The foundation of science is the natural world. If you minimize a child's exposure to the natural world, you diminish her capacity to grasp science.
We are doing our best to do just that.
The digital world is not the natural world, not even close. An economy based on extraction and manufactured desires depends on children becoming disconnected from what we are, mammals dependent on the natural cycles of the physical world.
If you hope to teach a child anything at all about time, about months, about seasons, about years, she needs to spend her young days under the sun and the moon, not on an iPad playing with a simulator.
In 1978, Jerry Mander, an advertising executive with a background in economics, wrote Four Arguments For The Elimination of Television. While some of it is dated, Mander's extensive second argument, "the colonization of experience", extends to much of what we do with children today, both in and out of the classroom. He shows how this colonization supports our extractive economy, and the costs it entails on our sense of well-being.
"We have been removed from the environment within which we evolved and with which we are uniquely designed to interact. Now we interact and coevolve with only the grosser, more monolithic, human-made commercial forms which remain available within our new laboratory-space station. Because we live inside the new environment, we are not aware that any tradeoff has been made."

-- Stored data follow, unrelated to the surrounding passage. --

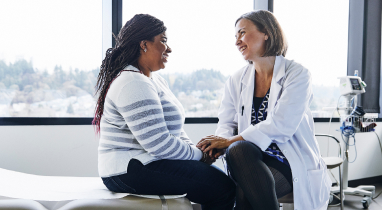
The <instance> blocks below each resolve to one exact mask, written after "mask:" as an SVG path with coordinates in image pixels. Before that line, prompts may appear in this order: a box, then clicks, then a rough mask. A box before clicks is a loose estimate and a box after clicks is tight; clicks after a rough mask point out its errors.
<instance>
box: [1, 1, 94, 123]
mask: <svg viewBox="0 0 382 210" xmlns="http://www.w3.org/2000/svg"><path fill="white" fill-rule="evenodd" d="M0 26H1V33H0V46H1V47H0V117H92V116H93V113H94V106H95V101H94V97H93V94H94V86H95V81H96V76H97V75H98V72H99V66H100V64H101V62H102V49H101V48H102V1H101V0H81V1H78V0H33V1H30V0H12V1H0Z"/></svg>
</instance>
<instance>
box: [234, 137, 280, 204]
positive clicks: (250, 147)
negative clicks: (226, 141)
mask: <svg viewBox="0 0 382 210" xmlns="http://www.w3.org/2000/svg"><path fill="white" fill-rule="evenodd" d="M226 158H227V165H228V168H229V171H230V173H231V175H232V177H233V178H234V179H235V180H236V182H237V185H238V186H239V187H240V188H241V189H242V190H243V192H244V194H245V197H246V198H247V200H248V202H249V203H250V204H251V206H252V208H253V209H257V210H262V209H264V210H265V209H266V210H278V209H279V205H278V202H277V197H276V191H275V182H274V179H273V176H272V173H271V171H270V170H269V168H268V166H267V165H266V164H265V163H264V162H263V154H262V151H261V150H260V149H259V148H258V147H257V146H256V145H255V144H253V143H250V142H247V141H238V142H235V143H233V144H232V145H231V146H230V147H228V149H227V153H226ZM238 205H239V206H240V204H238Z"/></svg>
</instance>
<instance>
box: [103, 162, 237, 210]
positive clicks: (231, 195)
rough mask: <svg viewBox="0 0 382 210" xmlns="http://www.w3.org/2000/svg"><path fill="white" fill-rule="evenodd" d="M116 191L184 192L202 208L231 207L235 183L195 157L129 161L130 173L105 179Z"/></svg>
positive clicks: (126, 192)
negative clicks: (140, 161)
mask: <svg viewBox="0 0 382 210" xmlns="http://www.w3.org/2000/svg"><path fill="white" fill-rule="evenodd" d="M102 179H103V182H104V184H105V185H106V187H107V188H108V189H109V190H111V191H114V192H123V193H134V194H146V195H182V194H185V193H187V196H186V197H187V198H188V199H189V200H190V201H192V202H195V203H200V204H201V205H202V208H203V210H208V209H216V210H232V208H233V206H234V203H235V191H236V190H235V188H236V186H235V183H234V182H233V181H232V180H231V179H230V178H229V177H228V176H227V175H225V174H224V172H222V171H220V170H219V169H216V168H215V167H212V166H210V165H208V164H206V163H202V162H200V161H194V160H158V161H154V162H152V163H149V164H147V165H143V164H142V163H141V162H140V161H139V160H136V159H132V160H130V163H129V166H128V167H127V173H126V174H122V175H118V176H112V177H107V178H102Z"/></svg>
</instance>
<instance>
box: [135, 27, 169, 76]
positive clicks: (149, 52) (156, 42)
mask: <svg viewBox="0 0 382 210" xmlns="http://www.w3.org/2000/svg"><path fill="white" fill-rule="evenodd" d="M143 49H146V52H144V51H142V52H141V56H142V58H144V59H143V60H144V62H142V66H143V67H146V68H148V69H149V70H150V71H157V70H159V69H163V68H165V65H166V63H167V58H168V54H169V53H171V48H170V47H169V46H168V45H167V36H166V32H163V33H161V34H159V35H157V36H155V37H154V41H152V42H151V41H146V42H145V43H144V46H143Z"/></svg>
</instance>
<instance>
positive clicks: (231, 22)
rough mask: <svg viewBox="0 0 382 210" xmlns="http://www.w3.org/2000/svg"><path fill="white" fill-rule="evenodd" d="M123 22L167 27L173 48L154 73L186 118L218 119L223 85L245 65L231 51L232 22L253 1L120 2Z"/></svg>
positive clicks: (152, 0)
mask: <svg viewBox="0 0 382 210" xmlns="http://www.w3.org/2000/svg"><path fill="white" fill-rule="evenodd" d="M122 5H123V12H122V14H123V23H126V21H128V20H129V19H131V18H132V17H133V16H134V15H135V14H140V13H145V14H150V15H153V16H155V17H157V18H158V19H160V20H162V21H163V22H164V24H165V26H166V27H167V36H168V44H169V46H170V47H171V49H172V53H171V54H170V57H169V62H168V64H167V66H166V68H165V69H162V70H161V71H160V72H159V73H160V74H161V75H162V76H163V77H164V78H165V79H166V80H167V81H168V83H169V85H170V88H171V89H172V91H173V92H174V94H175V95H176V96H177V97H178V99H179V101H180V102H181V103H182V104H183V106H184V109H185V112H186V117H217V112H218V108H219V105H220V101H221V97H222V95H223V90H224V83H225V81H226V80H227V78H228V76H229V75H230V74H232V73H234V72H235V71H237V70H239V69H240V68H241V67H243V66H245V65H246V62H245V61H244V60H243V58H242V57H241V55H240V53H239V51H238V50H237V49H236V46H235V30H234V28H235V21H236V20H237V18H239V17H240V16H241V15H242V14H244V13H246V12H249V11H251V10H253V0H236V1H230V0H208V1H206V0H194V1H171V0H161V1H158V0H140V1H131V0H125V1H123V4H122Z"/></svg>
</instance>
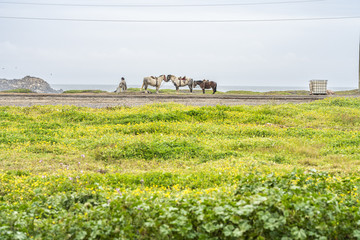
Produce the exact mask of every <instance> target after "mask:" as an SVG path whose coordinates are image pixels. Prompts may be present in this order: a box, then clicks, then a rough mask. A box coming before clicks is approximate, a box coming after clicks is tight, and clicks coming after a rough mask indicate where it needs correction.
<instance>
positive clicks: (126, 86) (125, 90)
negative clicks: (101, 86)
mask: <svg viewBox="0 0 360 240" xmlns="http://www.w3.org/2000/svg"><path fill="white" fill-rule="evenodd" d="M126 90H127V85H126V81H125V78H123V77H122V78H121V81H120V83H119V86H118V88H117V89H116V91H115V92H116V93H120V92H125V91H126Z"/></svg>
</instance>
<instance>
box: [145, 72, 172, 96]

|Fisher-Price Apptivity Seat, photo via Amazon.com|
It is very difficult, maybe impossible, to love science, to be truly curious about the world, if you spend most of your awake hours in front of screens. (I am not talking about the Aspergerish behavior of some children who cling to science "facts" like security blankets, garnering adult praise for their trouble.)
It is also very difficult to teach children science if they spend their first decade of schooling in a system geared to game "standardized" tests they face every spring. Every time a district pares down recess, or fine arts, or physical education, or music, or school trips to a local natural landmark, a child's chances of grasping the natural world diminishes.
|The eye of a horseshoe crab, from inside the shell.|
I'm taking my kids to Sandy Hook in a few weeks to watch horseshoe crabs mate--one of their assignments will be to watch the tide rise. Despite living within 50 miles of the Atlantic, more than a handful of my students have never seen the ocean.
But all of them can dash off a five paragraph essay on nothing.
How can you even pretend to know the ocean if you have never stood at its edge?